Tuesday, March 15, 2011
Isis Dethroned, Some Debatable Claims
In Klaus Kuhlmann's Throne (2011), I see some debatable claims that seem rooted in a naive literalism and lack of larger vision beyond the details he labours on.
This first statement crumbles swiftly once we realize that 'throne' is not the only way to translate these words. Given the semantics he describes, English already has a good equivalent in 'seat' - at once secular and religious, regal and commonplace. The language differences he points to are selective, imaginary and misleading.
"As an object, which could be desecrated (for example, by usurpation), the Egyptian throne underwent purification rites. There is no evidence, however, of it ever having received cultic reverence or having been deified (as the goddess Isis)."
His determination to diminish the widely known historical importance of the cultic throne[1] is odd. Whether Isis is a deified throne anthropomorphized or goddess as throne is moot; the effect is the same. Despite the many ways one might perceive this object or instrument of devotion, the rites pertaining to kingship and throne remain the same nonetheless. Isis undeniably became related to the notion of authority no matter what the origin of her cult.
This cult too extended far beyond Ancient Egypt into neighbouring cultures. It would be ignorant to deny that cultic thrones were present all around the surrounding Mediterranean, among the Minoans, Mycenaeans, Hittites, and Phoenicians. An Etrusco-Punic artifact known as the Pyrgi Tablets suggests a derivative of these earlier Egyptian traditions. The artifact replaces the Egyptian goddess with fitting foreign equivalents, Etruscan Uni and Punic Ashtarte. In that inscription, it's explicitly explained that Thefarie Viliana was raised by Uni-Ashtarte's very hand to rule the city of Caere. Both Caere and Carthage share the very Egyptian theme that Kuhlmann seems to downplay: Isis as deified throne, Isis as granter of authority. To add, consider Hattic Halmasuit, a contemporaneous "throne goddess" to Egypt's north. How well versed is Kuhlmann in surrounding non-Egyptian history?
"It was mainly Ra, Atum, Amun, Geb, and Horus who confirmed pharaoh's rightful claim to power by saying 'to thee I give my throne...' (e.g., Sethe Urk. IV: 563, 571)."
Listing only male deities as those who mainly "confirm pharaoh's rightful claim to power" strikes me as a bit chauvinistic. According to Egyptian legend, Isis had resurrected the divine first king of Egypt, Osiris, from death so that he may become ruler in the underworld. As Osiris represents the mortal king, Isis acts as the source and embodiment of his authority,[2] directly shown in her active will to restore Osiris as god-king. Consider too Cleopatra's later self-association with Isis, effectively then empowering female rule as well as male.

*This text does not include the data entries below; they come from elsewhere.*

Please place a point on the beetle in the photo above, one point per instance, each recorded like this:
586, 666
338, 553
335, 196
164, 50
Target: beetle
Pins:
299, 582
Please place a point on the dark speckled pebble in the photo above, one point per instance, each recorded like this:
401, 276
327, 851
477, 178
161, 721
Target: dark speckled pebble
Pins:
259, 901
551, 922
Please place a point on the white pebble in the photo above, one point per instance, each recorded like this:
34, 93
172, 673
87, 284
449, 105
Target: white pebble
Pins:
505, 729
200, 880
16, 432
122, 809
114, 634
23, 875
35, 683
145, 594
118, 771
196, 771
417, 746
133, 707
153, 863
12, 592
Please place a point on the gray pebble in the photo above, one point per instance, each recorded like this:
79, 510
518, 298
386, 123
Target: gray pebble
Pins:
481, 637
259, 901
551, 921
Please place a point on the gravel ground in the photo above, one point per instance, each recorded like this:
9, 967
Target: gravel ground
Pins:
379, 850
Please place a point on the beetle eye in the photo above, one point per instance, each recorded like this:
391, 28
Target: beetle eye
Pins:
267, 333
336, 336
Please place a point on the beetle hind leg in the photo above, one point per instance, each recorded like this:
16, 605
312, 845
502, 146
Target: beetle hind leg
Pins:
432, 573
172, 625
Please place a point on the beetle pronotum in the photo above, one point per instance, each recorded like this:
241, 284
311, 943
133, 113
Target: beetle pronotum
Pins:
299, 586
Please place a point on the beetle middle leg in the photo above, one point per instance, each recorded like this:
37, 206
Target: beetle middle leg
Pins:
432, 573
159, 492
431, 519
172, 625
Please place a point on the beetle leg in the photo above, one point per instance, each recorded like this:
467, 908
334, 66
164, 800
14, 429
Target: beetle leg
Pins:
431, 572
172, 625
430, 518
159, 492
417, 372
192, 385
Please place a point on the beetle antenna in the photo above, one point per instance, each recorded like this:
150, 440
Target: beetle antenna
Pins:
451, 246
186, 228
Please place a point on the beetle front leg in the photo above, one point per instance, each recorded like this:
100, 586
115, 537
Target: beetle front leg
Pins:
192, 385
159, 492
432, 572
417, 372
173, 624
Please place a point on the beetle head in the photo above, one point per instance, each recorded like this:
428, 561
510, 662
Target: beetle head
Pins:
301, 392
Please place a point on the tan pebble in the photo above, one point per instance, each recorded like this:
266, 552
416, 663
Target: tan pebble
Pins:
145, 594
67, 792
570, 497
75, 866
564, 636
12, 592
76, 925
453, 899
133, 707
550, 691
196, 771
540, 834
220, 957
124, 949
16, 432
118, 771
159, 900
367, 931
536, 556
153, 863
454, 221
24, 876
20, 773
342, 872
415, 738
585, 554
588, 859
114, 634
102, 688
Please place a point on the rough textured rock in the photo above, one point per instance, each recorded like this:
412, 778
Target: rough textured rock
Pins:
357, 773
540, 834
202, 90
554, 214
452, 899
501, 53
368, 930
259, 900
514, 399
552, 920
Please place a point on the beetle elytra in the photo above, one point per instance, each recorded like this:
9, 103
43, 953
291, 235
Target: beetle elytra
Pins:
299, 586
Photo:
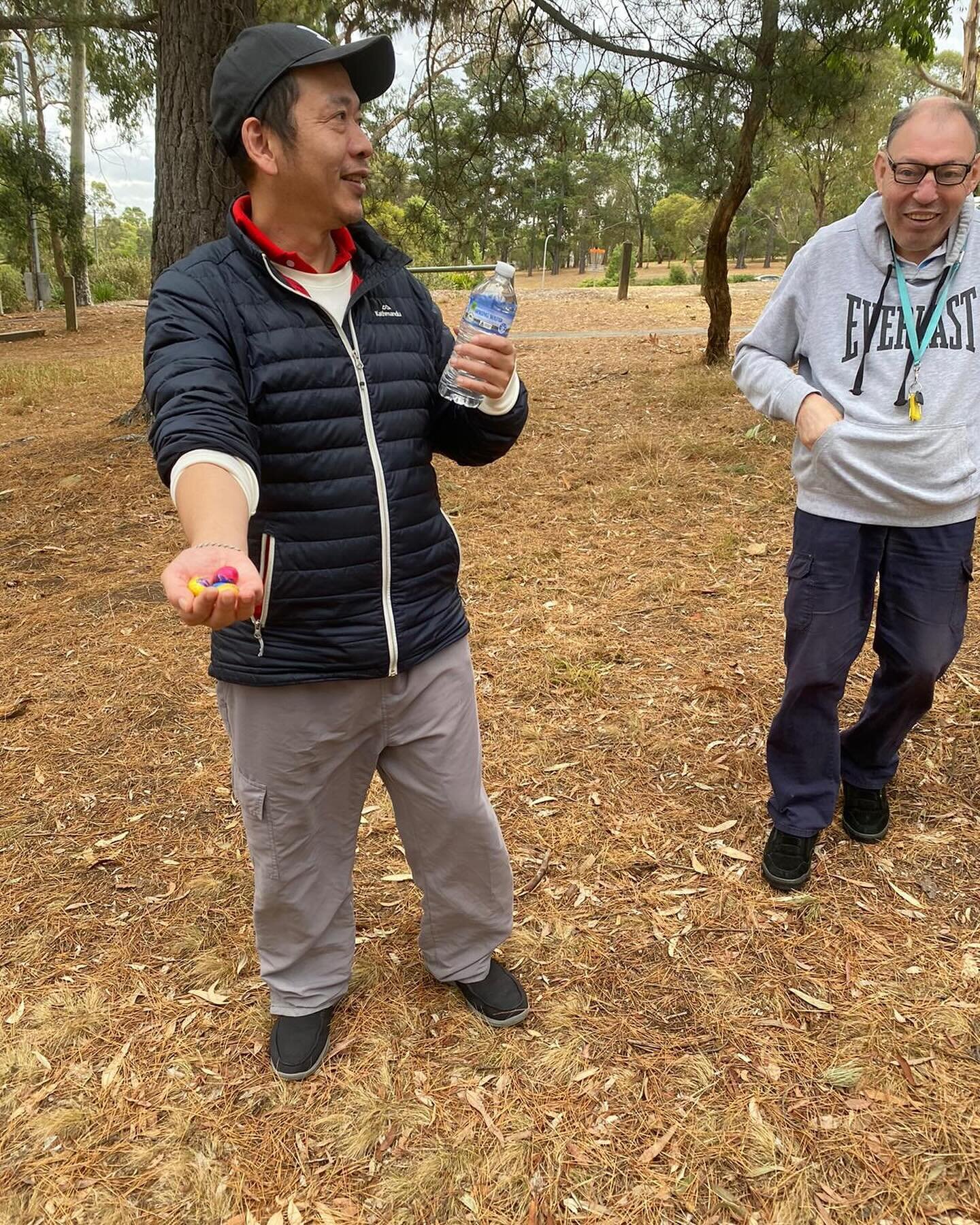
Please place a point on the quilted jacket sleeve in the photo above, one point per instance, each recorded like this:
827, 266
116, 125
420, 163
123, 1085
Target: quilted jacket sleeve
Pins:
193, 378
467, 435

So if this overwhelming evidence shows that Isis granted power to the ruler and gave support to his authority, why does Kuhlmann not list Isis too as a confirmer of pharaoh's right to power? Because Isis is female? Among the matrilineal Minang people of Indonesia, property is inherited through the female line. It should not then be so unusual that it's a female granting power to male rulers. The absence of Isis in his list then is an odd gap. Is there a Victorian belief at work here enforcing an outdated notion that only male entities can ever grant males power in societies?
"The block-throne sign on the head of Isis (3st: HCE) is not a symbol but 'writing' (= s/se). It allowed the identification of iconographically undifferentiated female deities just as other hieroglyphic signs like [see symbol in article] or [see symbol in article] on the head of other goddess denoted a 'reading' as 'Nephthys' or 'Nut', respectively."
Since writing is transparently symbolic in itself, Kuhlmann's pedantics grows mildly vexing. By lumping the main female deities into a big hazy pile of confusion, he artificially incubates a different artistic analysis of the female deities compared to the male ones, imposing a sexist bias. One could equally muse that the feather atop the god Shu's head is likewise "merely writing", not a full-fledged symbol, and only used to differentiate him from a cloud of vague male gods too then. In what way can Kuhlmann prove that Egyptian goddesses are, to quote his wording, "undifferentiated" - that is, in what way are female Egyptian deities as a whole any *more* undifferentiated than male Egyptian gods as a whole? I'm not as yet convinced of a difference.
So by the end of the article, Kuhlmann is making many confident statements but which have no relevance or basis to the issues he raises. Is this consistent pattern of inventing false dichotomies to write about deliberate (ie. writing vs. symbol, the semantics of 'throne' vs. that of Egyptian terms, representation of male gods vs. the allegedly more undifferentiated female goddesses, goddess as throne vs. throne deified, etc.)? Or was it accidental that he authored this big ball of hanging threads and contrary claims?